[author: Lauren Donoghue]
On April 9, the Senate Committee on Commerce, Science, and Transportation passed the Revitalize American Manufacturing and Innovation (RAMI) Act of 2013, which aims to grow U.S. manufacturing by strengthening the collaboration between government, educational entities, and industry. The bill, S. 1468, was introduced by Senators Sherrod Brown (D-OH) and Roy Blunt (R-MO) in August of 2013. It has bipartisan support with its fifteen cosponsors split almost evenly between Democrats and Republicans.
A companion bill in the House of Representatives was introduced by Representatives Tom Reed (R-NY) and Joe Kennedy (D-MA). The House bill, H.R. 2996, has more than seventy bipartisan cosponsors, but it has yet to be marked-up by the House Science, Space, and Technology Committee.

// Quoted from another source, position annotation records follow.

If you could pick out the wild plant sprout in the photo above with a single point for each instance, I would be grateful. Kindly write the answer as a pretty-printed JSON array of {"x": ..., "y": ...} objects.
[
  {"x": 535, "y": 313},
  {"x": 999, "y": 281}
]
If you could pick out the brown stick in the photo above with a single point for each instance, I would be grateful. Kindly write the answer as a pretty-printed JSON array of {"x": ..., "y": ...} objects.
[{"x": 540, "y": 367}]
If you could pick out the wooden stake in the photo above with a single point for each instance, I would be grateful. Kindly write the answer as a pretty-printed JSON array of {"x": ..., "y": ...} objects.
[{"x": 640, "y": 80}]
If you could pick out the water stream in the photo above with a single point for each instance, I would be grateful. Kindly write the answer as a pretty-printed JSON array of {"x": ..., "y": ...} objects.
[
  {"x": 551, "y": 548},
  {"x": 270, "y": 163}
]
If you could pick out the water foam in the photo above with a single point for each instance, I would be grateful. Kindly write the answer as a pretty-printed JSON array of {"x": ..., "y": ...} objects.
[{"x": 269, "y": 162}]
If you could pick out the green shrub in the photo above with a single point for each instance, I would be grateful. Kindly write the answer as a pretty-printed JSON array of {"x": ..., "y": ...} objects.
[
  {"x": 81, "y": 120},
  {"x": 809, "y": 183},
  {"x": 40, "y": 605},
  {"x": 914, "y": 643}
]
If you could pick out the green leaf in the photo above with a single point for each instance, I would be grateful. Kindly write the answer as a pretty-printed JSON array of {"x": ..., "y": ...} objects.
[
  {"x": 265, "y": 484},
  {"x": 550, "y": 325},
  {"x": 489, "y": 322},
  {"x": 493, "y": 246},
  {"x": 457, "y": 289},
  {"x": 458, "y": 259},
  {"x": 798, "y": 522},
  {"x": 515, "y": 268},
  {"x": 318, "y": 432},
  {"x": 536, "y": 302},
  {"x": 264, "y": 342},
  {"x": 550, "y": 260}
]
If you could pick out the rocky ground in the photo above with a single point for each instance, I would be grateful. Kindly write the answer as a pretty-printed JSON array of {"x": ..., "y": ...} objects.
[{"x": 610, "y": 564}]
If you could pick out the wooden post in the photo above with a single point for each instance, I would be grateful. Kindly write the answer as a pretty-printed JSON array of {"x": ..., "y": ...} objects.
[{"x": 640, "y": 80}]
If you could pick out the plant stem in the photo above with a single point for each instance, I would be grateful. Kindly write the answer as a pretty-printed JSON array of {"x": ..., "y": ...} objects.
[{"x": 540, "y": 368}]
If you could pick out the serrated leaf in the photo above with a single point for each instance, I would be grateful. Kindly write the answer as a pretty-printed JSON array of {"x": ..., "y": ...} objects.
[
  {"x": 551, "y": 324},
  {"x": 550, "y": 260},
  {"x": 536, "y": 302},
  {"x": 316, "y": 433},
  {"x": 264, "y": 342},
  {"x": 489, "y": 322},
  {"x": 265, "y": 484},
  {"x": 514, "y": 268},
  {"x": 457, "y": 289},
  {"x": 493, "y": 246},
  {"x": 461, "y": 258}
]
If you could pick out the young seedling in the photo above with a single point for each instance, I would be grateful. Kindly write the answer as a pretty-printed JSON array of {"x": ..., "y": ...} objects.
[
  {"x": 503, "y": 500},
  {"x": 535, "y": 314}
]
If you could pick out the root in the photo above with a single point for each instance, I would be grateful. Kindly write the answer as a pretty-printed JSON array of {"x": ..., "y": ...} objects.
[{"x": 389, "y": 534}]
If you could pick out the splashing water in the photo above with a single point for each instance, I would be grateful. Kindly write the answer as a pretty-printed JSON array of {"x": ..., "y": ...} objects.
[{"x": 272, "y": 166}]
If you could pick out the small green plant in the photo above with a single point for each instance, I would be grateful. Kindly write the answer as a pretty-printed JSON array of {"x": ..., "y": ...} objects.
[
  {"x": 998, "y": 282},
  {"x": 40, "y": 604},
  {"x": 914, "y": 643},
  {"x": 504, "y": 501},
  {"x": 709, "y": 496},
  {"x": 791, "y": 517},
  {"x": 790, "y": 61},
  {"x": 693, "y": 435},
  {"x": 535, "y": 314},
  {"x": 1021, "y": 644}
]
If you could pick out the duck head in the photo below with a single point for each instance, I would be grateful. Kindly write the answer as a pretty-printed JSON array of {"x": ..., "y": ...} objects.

RAMI seeks to boost U.S. manufacturing by creating a National Network for Manufacturing Innovation (NNMI), a network of fifteen public-private innovation hubs focused on solving common manufacturing problems. Each network would focus on a specific manufacturing process, technology, or method. The goal of the program is to improve the competitiveness of U.S. manufacturers, stimulate U.S. leadership in advanced manufacturing, and accelerate the development of an advanced manufacturing workforce. Bill sponsors say that it will increase domestic production while providing the next generation with the high-tech skills needed to fill jobs. NNMI would be funded by a one-time $600 million investment from the National Institute of Standards and Technology (NIST). Institutes would be chosen for participation based on a merit-based review process.
President Obama supports the idea of a public-private manufacturing network and has included funding for the proposal in both his 2013 and 2014 budget proposals. Pilot projects based in Youngstown, Ohio, and Raleigh, North Carolina are already off and running. And the President announced a plan to launch six more pilots projects in his State of the Union address earlier this year. President Obama has urged Congress to "get these bills to my desk and put more Americans back to work."

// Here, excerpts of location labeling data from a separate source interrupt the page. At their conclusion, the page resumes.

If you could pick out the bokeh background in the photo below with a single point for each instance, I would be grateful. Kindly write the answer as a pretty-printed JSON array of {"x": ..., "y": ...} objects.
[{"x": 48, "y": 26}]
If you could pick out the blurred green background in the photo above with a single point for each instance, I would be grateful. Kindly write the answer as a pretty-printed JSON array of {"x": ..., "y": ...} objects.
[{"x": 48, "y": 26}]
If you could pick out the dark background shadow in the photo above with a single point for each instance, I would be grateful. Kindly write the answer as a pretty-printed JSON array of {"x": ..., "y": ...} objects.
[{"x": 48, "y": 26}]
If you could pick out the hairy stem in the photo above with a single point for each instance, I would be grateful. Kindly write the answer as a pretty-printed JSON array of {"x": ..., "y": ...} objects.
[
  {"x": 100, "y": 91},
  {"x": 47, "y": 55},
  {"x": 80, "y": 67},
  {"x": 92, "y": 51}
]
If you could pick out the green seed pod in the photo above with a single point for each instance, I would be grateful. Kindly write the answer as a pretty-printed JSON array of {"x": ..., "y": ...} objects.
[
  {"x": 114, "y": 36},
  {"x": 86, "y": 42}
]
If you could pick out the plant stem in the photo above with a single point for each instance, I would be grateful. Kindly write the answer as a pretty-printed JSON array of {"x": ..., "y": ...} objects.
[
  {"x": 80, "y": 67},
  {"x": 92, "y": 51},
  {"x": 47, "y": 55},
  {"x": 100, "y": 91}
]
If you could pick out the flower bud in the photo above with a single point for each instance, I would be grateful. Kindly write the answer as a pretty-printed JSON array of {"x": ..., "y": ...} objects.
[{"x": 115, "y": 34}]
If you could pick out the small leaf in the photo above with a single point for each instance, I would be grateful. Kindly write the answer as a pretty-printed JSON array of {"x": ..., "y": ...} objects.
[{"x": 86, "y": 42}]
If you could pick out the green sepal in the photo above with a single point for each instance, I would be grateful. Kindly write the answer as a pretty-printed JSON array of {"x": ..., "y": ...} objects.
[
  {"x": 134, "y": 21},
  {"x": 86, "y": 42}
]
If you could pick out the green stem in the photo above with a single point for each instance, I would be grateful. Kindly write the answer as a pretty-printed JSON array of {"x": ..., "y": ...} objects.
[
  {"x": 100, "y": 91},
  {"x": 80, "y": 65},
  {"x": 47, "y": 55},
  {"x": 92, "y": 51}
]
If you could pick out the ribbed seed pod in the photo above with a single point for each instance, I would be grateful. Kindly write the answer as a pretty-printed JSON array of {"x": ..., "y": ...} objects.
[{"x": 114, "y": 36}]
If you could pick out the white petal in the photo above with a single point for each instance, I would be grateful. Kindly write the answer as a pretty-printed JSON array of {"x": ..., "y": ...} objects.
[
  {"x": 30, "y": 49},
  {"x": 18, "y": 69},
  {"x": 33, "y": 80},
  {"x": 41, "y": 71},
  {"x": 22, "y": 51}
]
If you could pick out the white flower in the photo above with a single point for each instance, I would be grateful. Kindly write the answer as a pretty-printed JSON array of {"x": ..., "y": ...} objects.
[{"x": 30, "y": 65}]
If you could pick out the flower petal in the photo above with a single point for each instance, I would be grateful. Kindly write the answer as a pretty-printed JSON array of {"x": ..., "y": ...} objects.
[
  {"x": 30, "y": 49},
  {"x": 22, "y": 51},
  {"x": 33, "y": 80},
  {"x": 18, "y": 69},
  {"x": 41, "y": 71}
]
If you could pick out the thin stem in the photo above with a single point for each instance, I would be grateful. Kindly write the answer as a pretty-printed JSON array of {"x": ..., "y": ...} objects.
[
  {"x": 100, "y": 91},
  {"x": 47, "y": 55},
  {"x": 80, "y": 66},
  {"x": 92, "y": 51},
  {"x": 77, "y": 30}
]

RAMI has rare broad support from industry, trade associations, labor organizations, and universities. Supporters include the National Association of Manufacturers, the Alliance of Automobile Manufacturers, ASME, GE, Boeing, and U.S. Steel. In a letter to Members of the Senate, the AFL-CIO urged support of the bill, saying that it would "send a strong signal that the U.S. has recommitted to being on the cutting edge of technological research, development, and manufacturing." A Business Roundtable letter states that the legislation "is good for business, good for our public institutions and most importantly, it is good for the American workers."
The legislation awaits committee consideration in the House and a vote by the full Senate. If passed by both chambers, a joint House-Senate conference committee would have to rectify any differences between the bills before it could be sent to the President and signed into law."